I used to have a ten-minute rule—shaved down from a one-hour rule. I may have written about this before, but I’m too lazy to search my blogs. The ten-minute rule hinges on the idea that you can do anything for ten minutes (exceptions include holding your breath, standing in a campfire, freefalling in Earth’s atmosphere, and more), so you commit to having your butt in your chair at your computer for ten minutes a day. When those ten minutes are up, you’re free to go whenever the desire strikes you, but more often than not, you should find yourself working for longer than ten minutes. The idea is you’re not so much a writer as a surfer waiting for your wave to come in, and if and when it does, you ride it as long as you can.
(This isn’t to say I think writers should wait for inspiration to strike. I think good writing, on some level, has to be conjured, but it certainly won’t come in any meaningful way if your board isn’t in the water.)
Anecdotally, I find most writers strive for a daily word count, and I think that’s fine if that works for you—any rule, strategy, or approach is fine if it works for you—but I have experienced a lot of feelings of inadequacy when I focused on my word count, partially because there are days where I end up net-negative in the word count department—cuts are still progress.
I think, when most writers are beginning their writing career, they think of words as paver stones set on a path. Laying them down moves you forward, but there is no turning back. I think this attitude can persist for many writers, but when we discover our writing can reach new heights as we go back, rearrange stones, set new ones down, take old ones out, create new paths, annihilate old ones, that measure of achievement breaks down.
Whatever you measure for a good day with the pages, what happens when you inevitably fail to meet your expectations? It’s easy to think in comparisons to other writers. We live in a world that still believes in that mythical figure, The Writer, which doesn’t actually exist. I don’t think it ever did. We try to be Fitzgerald and Oates and Hemingway and O’Connor and Falkner and Le Guin and Dick and Butler and Bradbury and Morrison and King and … and … and … , but none of them were mythical. They were real people with real lives and their own problems or obstacles. Some of them had great privileges, of course, and while times have changed, the dream of being a self-sufficient fiction writer was never easy to achieve or realistic for many of us.
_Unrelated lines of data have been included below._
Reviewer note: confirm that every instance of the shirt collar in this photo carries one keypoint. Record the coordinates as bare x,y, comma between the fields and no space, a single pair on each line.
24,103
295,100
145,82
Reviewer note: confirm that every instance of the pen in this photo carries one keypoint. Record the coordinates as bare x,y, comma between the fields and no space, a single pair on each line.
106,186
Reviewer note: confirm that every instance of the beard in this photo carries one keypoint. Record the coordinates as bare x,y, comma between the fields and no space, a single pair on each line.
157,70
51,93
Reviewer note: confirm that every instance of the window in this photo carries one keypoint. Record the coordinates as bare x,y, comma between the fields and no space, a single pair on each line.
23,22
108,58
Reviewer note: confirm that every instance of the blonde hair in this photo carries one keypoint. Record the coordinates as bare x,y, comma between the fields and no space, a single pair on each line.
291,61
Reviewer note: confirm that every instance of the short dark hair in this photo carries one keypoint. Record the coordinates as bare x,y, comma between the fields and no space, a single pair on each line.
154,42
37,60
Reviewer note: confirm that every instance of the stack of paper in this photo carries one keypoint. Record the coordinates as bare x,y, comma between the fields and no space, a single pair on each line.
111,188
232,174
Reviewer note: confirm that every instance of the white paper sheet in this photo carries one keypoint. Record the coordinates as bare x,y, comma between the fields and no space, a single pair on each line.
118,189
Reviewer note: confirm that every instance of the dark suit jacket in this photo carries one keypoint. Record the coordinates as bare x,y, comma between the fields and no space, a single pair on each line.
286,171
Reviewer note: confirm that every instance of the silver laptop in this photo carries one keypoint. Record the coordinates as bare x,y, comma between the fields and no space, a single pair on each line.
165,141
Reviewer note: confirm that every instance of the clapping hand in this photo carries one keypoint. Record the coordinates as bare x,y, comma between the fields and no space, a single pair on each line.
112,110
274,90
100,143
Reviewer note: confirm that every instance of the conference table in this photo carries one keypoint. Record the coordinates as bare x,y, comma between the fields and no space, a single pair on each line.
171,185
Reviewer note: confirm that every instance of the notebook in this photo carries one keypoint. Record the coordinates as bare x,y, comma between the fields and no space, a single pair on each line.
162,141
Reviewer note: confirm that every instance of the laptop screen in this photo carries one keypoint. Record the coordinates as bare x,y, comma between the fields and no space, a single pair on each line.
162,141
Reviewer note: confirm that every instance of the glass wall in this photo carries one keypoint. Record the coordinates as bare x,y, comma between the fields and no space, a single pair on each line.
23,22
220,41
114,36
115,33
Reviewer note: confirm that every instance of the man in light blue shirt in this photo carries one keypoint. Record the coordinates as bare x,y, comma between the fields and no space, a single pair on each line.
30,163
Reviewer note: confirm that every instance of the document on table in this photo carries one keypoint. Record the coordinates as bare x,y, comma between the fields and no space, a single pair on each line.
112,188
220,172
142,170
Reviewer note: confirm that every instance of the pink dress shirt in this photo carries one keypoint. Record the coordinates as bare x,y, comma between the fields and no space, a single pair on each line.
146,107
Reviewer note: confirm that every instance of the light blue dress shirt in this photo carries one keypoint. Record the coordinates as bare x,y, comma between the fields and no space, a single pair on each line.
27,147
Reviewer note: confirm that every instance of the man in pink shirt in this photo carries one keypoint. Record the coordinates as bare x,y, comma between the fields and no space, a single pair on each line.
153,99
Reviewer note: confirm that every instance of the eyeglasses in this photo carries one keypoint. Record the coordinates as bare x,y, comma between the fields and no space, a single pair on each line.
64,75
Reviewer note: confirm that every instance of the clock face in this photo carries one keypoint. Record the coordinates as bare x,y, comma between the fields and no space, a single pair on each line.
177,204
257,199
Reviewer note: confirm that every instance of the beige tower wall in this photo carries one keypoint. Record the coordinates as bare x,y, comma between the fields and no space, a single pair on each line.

Ironically, key to that success formula is putting on that mask and projecting that image, but I’m here to tell you it’s just not a realistic standard to hold yourself to, nor is it healthy. Every one of those legendary writers had days where they struggled. Every one of them had days where it just wasn’t happening, so they got up and walked away. Of course they did.
Struggling doesn’t make you a bad writer. It is the very thing that makes you a good writer, because it’s through the struggle that we write anything worth reading.
So whether your ten-minute timer is going off or you’ve eked out your minimum word count (or you’ve not hit whatever daily goal you set), give yourself grace. Find fulfillment in the fact that you tried, that all the bull shit aside, you and the page had some time together.
And know that’s enough, and it’ll be enough tomorrow, too.